Il Salone del libro 2025 anche quest’anno ha battuto ogni record: 231.000 visitatori! °O° Oltre 2.600 appuntamenti, 70 sale, quasi 1.000 espositori e come al solito pochissimi posti in cui sedersi all’interno dei Padigliani se non per terra (perchééé?!). Ogni anno sogniamo qualche piccolo angolo in più dove sedersi, magari sfogliare con calma il primo acquisto o semplicemente riprendere fiato mentre capiamo in che punto siamo della mappa, ma niente, il pavimento rimane l’unica scelta.
Quasi metà degli ingressi sono stati under 35 e questo è un dato che mi fa sempre un po’ pensare, la verità è che chi lavora a tempo pieno e ha una famiglia ha sempre troppo poco tempo per leggere, ma è bello vedere che le nuove generazioni crescono con l’amore per la lettura …speriamo che poi riescano a portarla avanti! Numeri impressionanti comunque che raccontano di una manifestazione sempre più viva. Ma al di là dei dati e della mole di libri che non so quando leggeremo xD quello che ci portiamo a casa è altro.
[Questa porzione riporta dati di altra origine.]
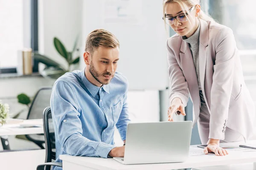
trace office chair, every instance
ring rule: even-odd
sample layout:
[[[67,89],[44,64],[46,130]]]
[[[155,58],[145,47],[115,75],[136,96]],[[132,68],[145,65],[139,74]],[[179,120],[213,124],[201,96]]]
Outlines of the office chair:
[[[54,127],[52,122],[51,108],[48,107],[43,112],[44,132],[45,139],[45,163],[38,165],[37,170],[50,170],[52,166],[62,167],[61,162],[54,162],[56,159],[56,148],[55,146],[55,136]],[[45,167],[45,169],[44,169]]]
[[[44,87],[38,90],[29,108],[27,119],[42,119],[42,113],[45,108],[50,105],[52,87]],[[44,149],[44,134],[17,135],[16,138],[27,139],[33,142],[41,149]]]

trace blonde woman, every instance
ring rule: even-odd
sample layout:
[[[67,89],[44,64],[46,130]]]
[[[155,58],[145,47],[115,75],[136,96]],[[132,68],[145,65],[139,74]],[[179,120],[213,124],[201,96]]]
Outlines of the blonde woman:
[[[169,121],[186,115],[190,96],[204,152],[224,156],[220,142],[253,133],[255,108],[242,74],[232,31],[201,9],[199,0],[165,0],[165,22],[177,34],[167,41],[170,83]]]

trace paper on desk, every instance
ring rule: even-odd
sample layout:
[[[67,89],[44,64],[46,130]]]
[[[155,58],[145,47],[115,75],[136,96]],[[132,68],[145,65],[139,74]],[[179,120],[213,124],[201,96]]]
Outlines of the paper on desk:
[[[236,153],[237,154],[237,152],[256,152],[256,150],[250,148],[246,148],[239,147],[224,147],[224,149],[227,150],[229,154]],[[189,156],[214,156],[215,154],[214,153],[208,153],[208,154],[205,155],[204,153],[204,149],[190,147],[189,148]]]

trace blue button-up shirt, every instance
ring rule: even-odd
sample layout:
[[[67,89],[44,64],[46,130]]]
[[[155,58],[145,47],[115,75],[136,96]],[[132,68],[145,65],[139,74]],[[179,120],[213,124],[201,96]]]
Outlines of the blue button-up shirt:
[[[57,80],[50,102],[56,162],[61,162],[61,154],[107,158],[114,147],[115,126],[125,139],[130,122],[128,87],[126,78],[117,72],[109,84],[100,88],[88,81],[84,70]]]

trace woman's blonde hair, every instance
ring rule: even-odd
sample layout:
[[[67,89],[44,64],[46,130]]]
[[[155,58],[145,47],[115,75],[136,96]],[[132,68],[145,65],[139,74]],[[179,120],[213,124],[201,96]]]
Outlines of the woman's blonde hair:
[[[171,3],[177,3],[180,5],[182,11],[184,14],[189,11],[189,7],[194,6],[200,3],[201,0],[163,0],[163,18],[165,23],[165,12],[164,8],[166,5]],[[198,17],[198,18],[201,19],[205,21],[211,21],[212,22],[216,22],[215,20],[213,19],[209,15],[205,13],[202,10],[201,10],[199,15]],[[190,21],[189,21],[190,22]]]

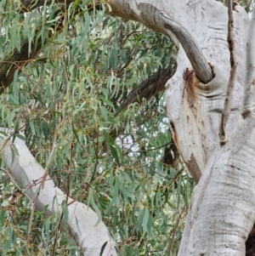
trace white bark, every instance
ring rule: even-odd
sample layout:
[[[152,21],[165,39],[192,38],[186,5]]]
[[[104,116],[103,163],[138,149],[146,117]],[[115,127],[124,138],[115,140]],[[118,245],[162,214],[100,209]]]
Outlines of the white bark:
[[[4,131],[3,128],[1,130]],[[2,152],[6,167],[11,175],[22,188],[26,188],[26,194],[31,200],[34,200],[39,193],[35,202],[37,210],[42,211],[46,207],[47,215],[52,216],[62,211],[61,203],[67,199],[67,203],[70,204],[67,225],[71,235],[76,239],[83,255],[99,256],[105,242],[107,245],[102,255],[116,255],[114,242],[104,223],[102,221],[98,223],[98,215],[85,204],[70,197],[66,198],[48,175],[43,185],[40,187],[45,170],[30,153],[25,141],[15,139],[14,145],[18,150],[19,156],[14,156],[12,162],[13,154],[10,148],[12,139],[10,141],[6,141],[3,137],[3,135],[1,134],[0,145],[1,148],[3,147]]]
[[[178,255],[244,256],[245,242],[255,222],[255,115],[249,111],[241,116],[248,71],[252,75],[246,78],[251,82],[246,82],[247,87],[252,84],[252,88],[248,89],[249,100],[244,100],[248,104],[244,105],[254,105],[255,77],[252,69],[255,43],[253,28],[250,28],[252,37],[248,34],[247,14],[240,6],[235,8],[238,65],[226,127],[229,140],[220,147],[219,125],[230,72],[227,8],[214,0],[108,3],[113,14],[139,20],[172,37],[161,23],[160,12],[167,13],[196,38],[213,65],[214,78],[208,83],[203,84],[193,75],[190,81],[185,81],[183,71],[192,74],[192,69],[180,46],[177,71],[167,85],[167,115],[175,143],[196,182],[203,174],[196,189]],[[247,36],[251,41],[247,41]],[[246,66],[247,42],[247,53],[252,54]]]

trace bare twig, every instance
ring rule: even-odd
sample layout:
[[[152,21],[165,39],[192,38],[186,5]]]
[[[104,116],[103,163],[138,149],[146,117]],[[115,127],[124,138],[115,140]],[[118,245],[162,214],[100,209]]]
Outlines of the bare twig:
[[[230,114],[231,104],[233,99],[233,92],[235,81],[236,77],[237,61],[235,53],[235,43],[233,35],[234,20],[233,20],[233,2],[229,0],[229,23],[228,23],[228,43],[230,52],[230,77],[228,83],[226,98],[224,101],[224,106],[221,115],[221,123],[219,127],[219,141],[220,145],[225,145],[227,142],[225,129],[228,122],[228,119]]]
[[[195,39],[180,24],[174,21],[165,13],[162,12],[164,26],[170,30],[184,48],[195,71],[196,76],[203,83],[209,82],[213,78],[212,67],[199,48]]]

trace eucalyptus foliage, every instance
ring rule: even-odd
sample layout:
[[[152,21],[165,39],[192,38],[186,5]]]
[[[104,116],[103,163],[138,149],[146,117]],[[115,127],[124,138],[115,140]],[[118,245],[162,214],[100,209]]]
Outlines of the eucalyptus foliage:
[[[164,92],[122,105],[176,48],[139,23],[105,14],[104,4],[57,2],[26,12],[20,1],[0,2],[2,64],[25,43],[29,54],[40,48],[2,94],[0,126],[14,129],[11,139],[25,131],[38,162],[92,207],[120,255],[174,255],[194,183],[181,163],[163,162],[171,143]],[[62,214],[31,219],[31,201],[1,165],[1,255],[80,255],[60,230],[65,205]]]

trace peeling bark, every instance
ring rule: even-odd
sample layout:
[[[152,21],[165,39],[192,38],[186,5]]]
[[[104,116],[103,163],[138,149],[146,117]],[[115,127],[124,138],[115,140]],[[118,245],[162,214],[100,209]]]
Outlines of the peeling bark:
[[[6,129],[0,128],[8,133]],[[32,201],[37,198],[34,203],[38,211],[47,208],[46,214],[52,216],[62,212],[62,202],[66,201],[68,208],[67,225],[71,235],[75,238],[83,255],[98,256],[105,242],[107,245],[102,255],[116,255],[115,243],[102,221],[89,207],[83,203],[67,197],[64,192],[55,186],[52,179],[39,165],[30,153],[25,141],[15,139],[15,145],[19,156],[14,156],[13,161],[12,144],[0,137],[0,146],[7,168],[11,175],[26,188],[26,194]],[[45,179],[43,177],[45,176]],[[43,185],[41,183],[43,182]],[[38,194],[38,196],[37,197]]]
È il cuore del Salone: quegli incontri, tra lettori, storie, autori e persone che vedi tutto l’anno solo sullo schermo del cellulare, ma con cui qualche modo instauri un particolare legame.
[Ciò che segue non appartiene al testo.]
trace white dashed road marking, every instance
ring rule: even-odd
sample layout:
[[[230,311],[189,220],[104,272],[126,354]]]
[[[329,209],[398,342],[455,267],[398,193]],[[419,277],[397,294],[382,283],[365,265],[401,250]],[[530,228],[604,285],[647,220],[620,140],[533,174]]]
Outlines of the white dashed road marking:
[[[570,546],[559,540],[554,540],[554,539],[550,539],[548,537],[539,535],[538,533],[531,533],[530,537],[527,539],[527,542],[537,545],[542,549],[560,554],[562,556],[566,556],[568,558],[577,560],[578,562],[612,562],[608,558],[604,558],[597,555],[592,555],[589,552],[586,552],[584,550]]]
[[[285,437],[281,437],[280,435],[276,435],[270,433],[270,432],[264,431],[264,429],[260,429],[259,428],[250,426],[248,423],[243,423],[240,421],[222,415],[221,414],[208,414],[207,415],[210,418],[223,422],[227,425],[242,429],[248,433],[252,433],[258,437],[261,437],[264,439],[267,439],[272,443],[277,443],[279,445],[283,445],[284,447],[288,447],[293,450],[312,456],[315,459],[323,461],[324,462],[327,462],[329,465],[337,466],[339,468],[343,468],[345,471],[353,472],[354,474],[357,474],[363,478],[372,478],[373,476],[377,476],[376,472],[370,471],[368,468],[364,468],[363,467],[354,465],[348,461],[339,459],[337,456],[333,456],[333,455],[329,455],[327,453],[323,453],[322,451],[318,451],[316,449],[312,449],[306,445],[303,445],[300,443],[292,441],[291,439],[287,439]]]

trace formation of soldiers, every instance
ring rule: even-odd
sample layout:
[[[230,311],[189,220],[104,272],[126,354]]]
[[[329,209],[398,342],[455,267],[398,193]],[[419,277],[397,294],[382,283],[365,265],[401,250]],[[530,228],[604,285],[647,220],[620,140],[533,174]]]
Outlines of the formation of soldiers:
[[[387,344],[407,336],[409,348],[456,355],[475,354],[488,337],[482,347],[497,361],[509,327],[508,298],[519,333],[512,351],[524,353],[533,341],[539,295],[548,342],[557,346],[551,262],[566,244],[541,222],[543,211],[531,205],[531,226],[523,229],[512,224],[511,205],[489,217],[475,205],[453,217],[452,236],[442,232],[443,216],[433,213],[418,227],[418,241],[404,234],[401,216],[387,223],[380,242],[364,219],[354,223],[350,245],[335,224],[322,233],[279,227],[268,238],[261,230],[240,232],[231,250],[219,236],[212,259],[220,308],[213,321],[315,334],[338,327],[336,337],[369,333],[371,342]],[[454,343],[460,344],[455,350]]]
Anche quest’anno siamo riuscite a partecipare solo per una giornata, il che ha significato saltare la maggior parte dei firmacopie e degli eventi, ma nonostante questo, anche solo girare tra gli stand ci ha dato modo di vivere ogni corridoio come una nuova gioia, la scoperta di una romanzo che non avevamo mai notato, una piccola casa editrice che regala titoli inaspettati.
Un tocco di magia lo ha portato sicuramente il nuovo pop-up dedicato al romance, affollatissimo, colorato, giovane e pieno di entusiasmo. Ovviamente andando solo venerdì ce lo siamo interamente perso, ma dovevo citarlo perché è stata una bellissima novità e la riprova che il romance non è un genere di serie B.
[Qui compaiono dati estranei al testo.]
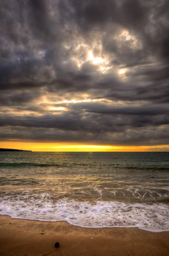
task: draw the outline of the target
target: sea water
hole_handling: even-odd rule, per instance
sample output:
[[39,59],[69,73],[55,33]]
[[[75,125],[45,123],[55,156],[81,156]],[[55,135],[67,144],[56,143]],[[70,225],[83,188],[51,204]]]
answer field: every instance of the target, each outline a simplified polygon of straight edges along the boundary
[[0,214],[169,231],[169,152],[0,152]]

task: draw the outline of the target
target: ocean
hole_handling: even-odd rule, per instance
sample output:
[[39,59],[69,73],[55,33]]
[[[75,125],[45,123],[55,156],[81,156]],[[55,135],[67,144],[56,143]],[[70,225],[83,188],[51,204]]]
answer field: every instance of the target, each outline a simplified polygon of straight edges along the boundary
[[0,214],[169,231],[169,152],[0,152]]

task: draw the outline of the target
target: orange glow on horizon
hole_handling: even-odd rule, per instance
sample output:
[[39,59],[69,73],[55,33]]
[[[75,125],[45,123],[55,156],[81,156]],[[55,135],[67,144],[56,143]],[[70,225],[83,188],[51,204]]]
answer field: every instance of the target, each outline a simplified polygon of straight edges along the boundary
[[38,151],[169,151],[169,145],[123,146],[79,144],[65,143],[32,143],[6,141],[0,143],[0,148]]

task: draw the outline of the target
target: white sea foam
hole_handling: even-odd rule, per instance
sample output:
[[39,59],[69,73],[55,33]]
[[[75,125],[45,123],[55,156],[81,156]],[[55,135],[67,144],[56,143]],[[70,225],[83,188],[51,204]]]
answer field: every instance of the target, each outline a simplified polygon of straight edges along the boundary
[[169,205],[97,201],[79,202],[68,198],[56,202],[50,194],[28,192],[1,195],[0,214],[13,218],[67,221],[85,227],[138,227],[152,232],[169,231]]

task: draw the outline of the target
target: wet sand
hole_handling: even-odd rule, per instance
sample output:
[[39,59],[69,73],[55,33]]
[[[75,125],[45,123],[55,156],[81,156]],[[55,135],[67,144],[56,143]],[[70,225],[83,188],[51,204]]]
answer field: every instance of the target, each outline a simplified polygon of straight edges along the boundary
[[[56,242],[59,248],[55,248]],[[0,255],[169,256],[169,232],[83,228],[0,216]]]

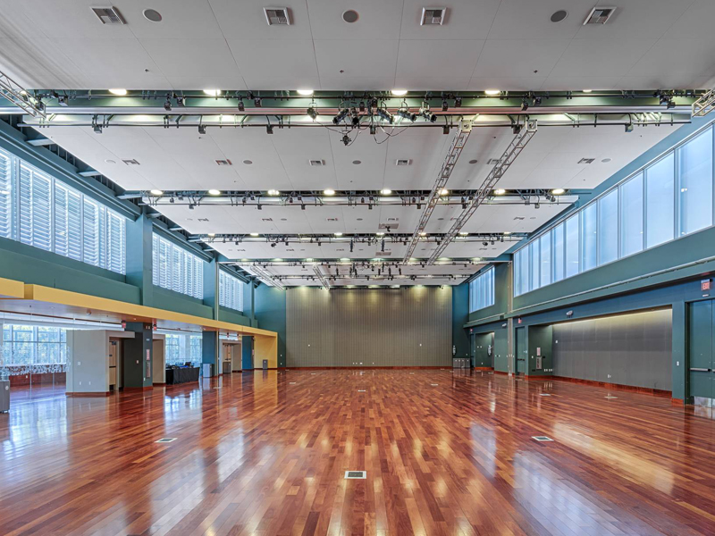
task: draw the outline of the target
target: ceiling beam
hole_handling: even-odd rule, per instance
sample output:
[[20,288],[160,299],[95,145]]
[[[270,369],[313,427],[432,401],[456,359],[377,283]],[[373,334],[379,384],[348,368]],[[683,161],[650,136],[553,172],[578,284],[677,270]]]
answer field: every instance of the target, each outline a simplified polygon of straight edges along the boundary
[[451,229],[445,235],[444,239],[437,246],[437,248],[433,252],[428,260],[430,264],[433,264],[436,259],[440,257],[447,247],[451,244],[452,240],[457,237],[459,231],[464,227],[464,224],[472,217],[477,208],[484,203],[484,201],[492,195],[492,191],[499,182],[499,180],[506,173],[509,166],[524,150],[524,147],[531,141],[534,135],[536,133],[536,121],[529,121],[526,125],[517,133],[514,139],[509,144],[509,147],[504,151],[504,154],[499,159],[499,163],[487,175],[484,181],[482,183],[479,190],[475,197],[469,202],[467,208],[462,211],[462,214],[457,218],[457,221],[452,225]]

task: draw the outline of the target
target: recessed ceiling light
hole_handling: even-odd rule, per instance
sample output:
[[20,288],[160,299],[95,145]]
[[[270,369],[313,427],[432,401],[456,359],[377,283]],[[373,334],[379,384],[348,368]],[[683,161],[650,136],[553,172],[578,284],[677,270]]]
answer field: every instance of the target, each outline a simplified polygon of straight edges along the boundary
[[342,20],[349,24],[357,22],[358,19],[359,18],[360,15],[358,14],[358,12],[355,11],[354,9],[349,9],[348,11],[342,13]]
[[568,16],[568,12],[567,12],[565,9],[559,9],[558,12],[554,12],[554,13],[551,15],[551,22],[560,22]]

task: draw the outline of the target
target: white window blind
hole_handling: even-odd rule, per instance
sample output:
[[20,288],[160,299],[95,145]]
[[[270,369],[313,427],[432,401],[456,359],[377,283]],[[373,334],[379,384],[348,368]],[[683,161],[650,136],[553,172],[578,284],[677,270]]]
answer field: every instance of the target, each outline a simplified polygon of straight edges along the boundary
[[126,219],[0,150],[0,237],[126,271]]
[[157,287],[203,299],[203,261],[155,234],[152,238],[152,282]]
[[243,282],[223,272],[218,273],[218,303],[222,307],[243,311]]

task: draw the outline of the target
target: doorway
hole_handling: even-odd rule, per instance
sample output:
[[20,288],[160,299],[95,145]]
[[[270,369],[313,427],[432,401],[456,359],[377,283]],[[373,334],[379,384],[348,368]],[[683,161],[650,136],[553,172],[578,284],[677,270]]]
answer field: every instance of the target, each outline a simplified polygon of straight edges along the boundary
[[712,300],[690,304],[687,318],[688,397],[695,406],[712,407],[713,317]]
[[515,331],[517,346],[517,374],[526,373],[526,329],[517,328]]

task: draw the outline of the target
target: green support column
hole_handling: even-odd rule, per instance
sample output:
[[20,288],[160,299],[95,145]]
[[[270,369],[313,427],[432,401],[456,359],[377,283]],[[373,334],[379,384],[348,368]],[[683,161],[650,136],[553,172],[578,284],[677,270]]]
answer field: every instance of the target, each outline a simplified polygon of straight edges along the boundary
[[687,338],[687,304],[685,301],[678,301],[673,304],[673,353],[672,353],[672,370],[673,370],[673,398],[686,400],[687,396],[686,386],[687,385],[687,365],[686,364],[686,353]]
[[127,220],[127,282],[139,287],[141,305],[154,306],[152,283],[152,221],[146,207],[135,221]]
[[127,322],[126,331],[133,331],[134,339],[125,339],[122,356],[124,389],[146,389],[152,386],[152,341],[154,330],[150,323]]
[[212,376],[221,373],[218,370],[218,350],[219,334],[218,331],[204,331],[201,337],[201,364],[213,364]]

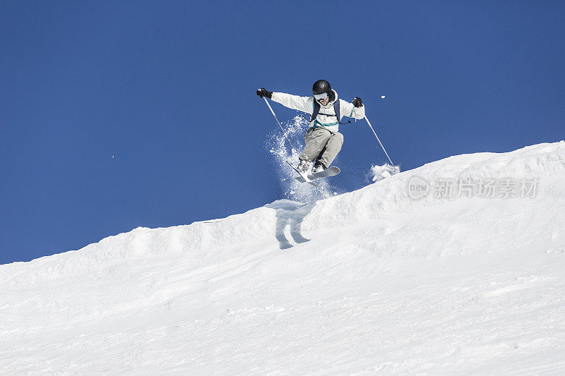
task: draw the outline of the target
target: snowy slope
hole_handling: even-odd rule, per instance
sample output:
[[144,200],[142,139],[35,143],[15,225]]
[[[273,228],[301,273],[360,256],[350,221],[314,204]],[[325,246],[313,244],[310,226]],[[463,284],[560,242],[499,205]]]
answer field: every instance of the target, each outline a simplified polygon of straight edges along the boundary
[[564,374],[564,209],[561,141],[0,265],[0,374]]

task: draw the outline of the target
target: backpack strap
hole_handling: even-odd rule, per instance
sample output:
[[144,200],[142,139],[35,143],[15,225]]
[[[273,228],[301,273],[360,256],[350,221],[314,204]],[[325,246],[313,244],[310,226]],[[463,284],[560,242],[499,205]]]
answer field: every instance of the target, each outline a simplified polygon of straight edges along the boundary
[[342,123],[341,122],[341,116],[340,116],[340,100],[338,99],[333,102],[333,111],[335,111],[335,115],[332,115],[330,114],[320,114],[320,104],[316,100],[316,98],[314,99],[314,112],[310,116],[310,121],[314,121],[316,120],[316,118],[318,117],[318,115],[326,115],[326,116],[335,116],[338,118],[338,123],[340,124],[348,124],[351,123],[351,121],[347,121],[347,123]]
Le installazioni immersive non sono mancate, ma secondo me -visivamente parlando- l’anno scorso ce ne sono state di più, anche se il “Bosco degli Scrittori” ha sempre il suo fascino e gli stand de Il Castoro Off e Ippocampo sono stati una gioia per gli occhi.
In ogni caso, il Salone del libro resta un luogo che respira libri, dove ogni incontro è un arricchimento e ogni nuovo titolo scoperta una curiosità. Torni a casa carica, felice, un po’ sfinita… ma già con la voglia di tornarci l’anno prossimo!
Tra l’altro la data è già stata fissata: dal 14 al 18 maggio 2026.